Un’usanza? No una barbarie. Il Festival della carne di cane che dal 2010 si svolge a Yulin, città-prefettura della Cina nella Regione autonoma di Guangxi Zhuang, è solo questo. Un appuntamento che non ha nulla a che vedere con alcun tipo di tradizione in programma fra pochi giorni, il 21 giugno quando migliaia di quattro zampe, rubati ai legittimi proprietari durante l’anno o raccolti lungo le strade perché randagi, finiranno nei piatti dei cinesi. Cani e anche gatti che vengono uccisi dopo essere stati torturati, in base alla orribile credenza che la sofferenza ne renda afrodisiache le carni. Che, in più, se vengono mangiate il giorno del solstizio d’estate diventano anche una fonte di salute e di fortuna. E invece sono solo simbolo di un massacro. Contro il quale è partita la campagna per dire “no” al Festival di Yulin in tutto il mondo.
 

 


A Roma per chiedere di fermare questo che è un Festival solo di nome, l’Associazione Animalisti Italiani Onlus organizza per martedì 21 dalle ore 10 alle 12 un presidio davanti l’Ambasciata Cinese in Largo Ecuador. E invita i cittadini a inviare una e-mail di protesta all’ambasciatore S. E. Li Ruiyu  (Fac-simile su http://bit.ly/22xgm1X).
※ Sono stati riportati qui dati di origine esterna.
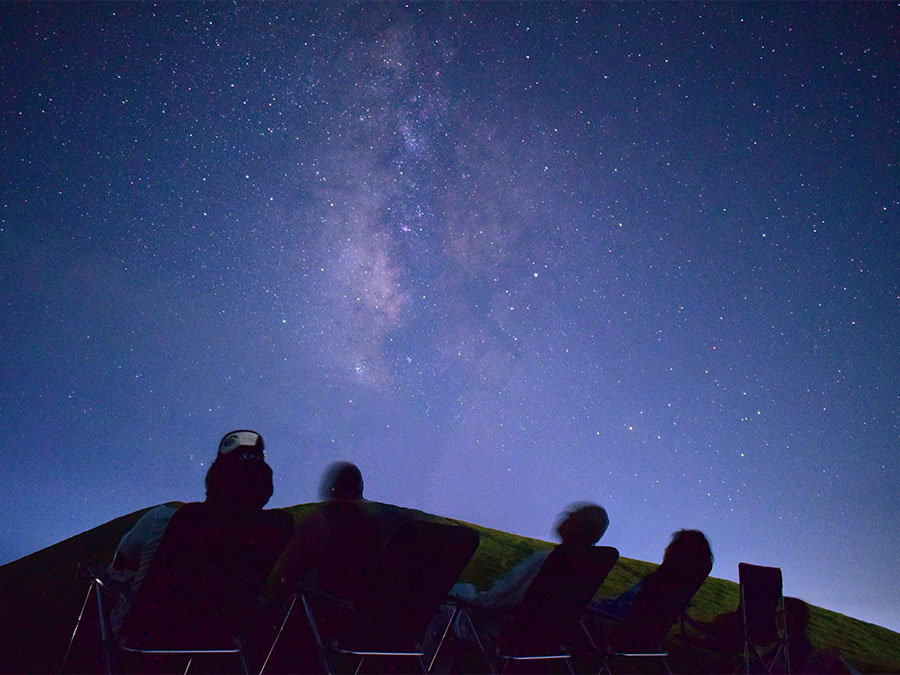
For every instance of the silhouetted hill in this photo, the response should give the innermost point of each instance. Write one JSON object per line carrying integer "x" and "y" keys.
{"x": 41, "y": 598}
Per dire basta a un evento che alimenta il mercato illegale e altro non è che un’attrazione macabra per attrarre turisti. Perché se è vero che la carne di cane e di gatto in Cina, oltre che in Corea,  in Thailandia, in Vietnam e nelle Filippine, è consumata da secoli non è usanza perpetrare la tortura: la Dichiarazione Universale dei Diritti dell’Animale proclama che nessun animale dovrà essere sottoposto a maltrattamenti e ad atti crudeli e se la soppressione di un animale è necessaria, deve essere istantanea, senza dolore, né angoscia. Cosa che accade in un angolo di Oriente dove queste creature vengono catturate con reti e poi rinchiuse in spazi angusti, malmenate, scuoiate e bollite vive fino a morire tra mille sofferenze.

Per questo si sono moltiplicati gli appelli di Associazioni  animaliste, Fondazioni come quella di Bigitte Bardot, divi e star internazionali come gli attori Ricky Gervais e Simon Cowell, la cantante Leona Lewis, la star dei jet set Paris Hilton. E ancora: la produttrice discografica Sharon Osbourne, l’imprenditrice e filantropa Lisa Vanderpumpa,  attraverso Human Society International, una delle maggiori organizzazioni al mondo per la difesa dei diritti degli animali.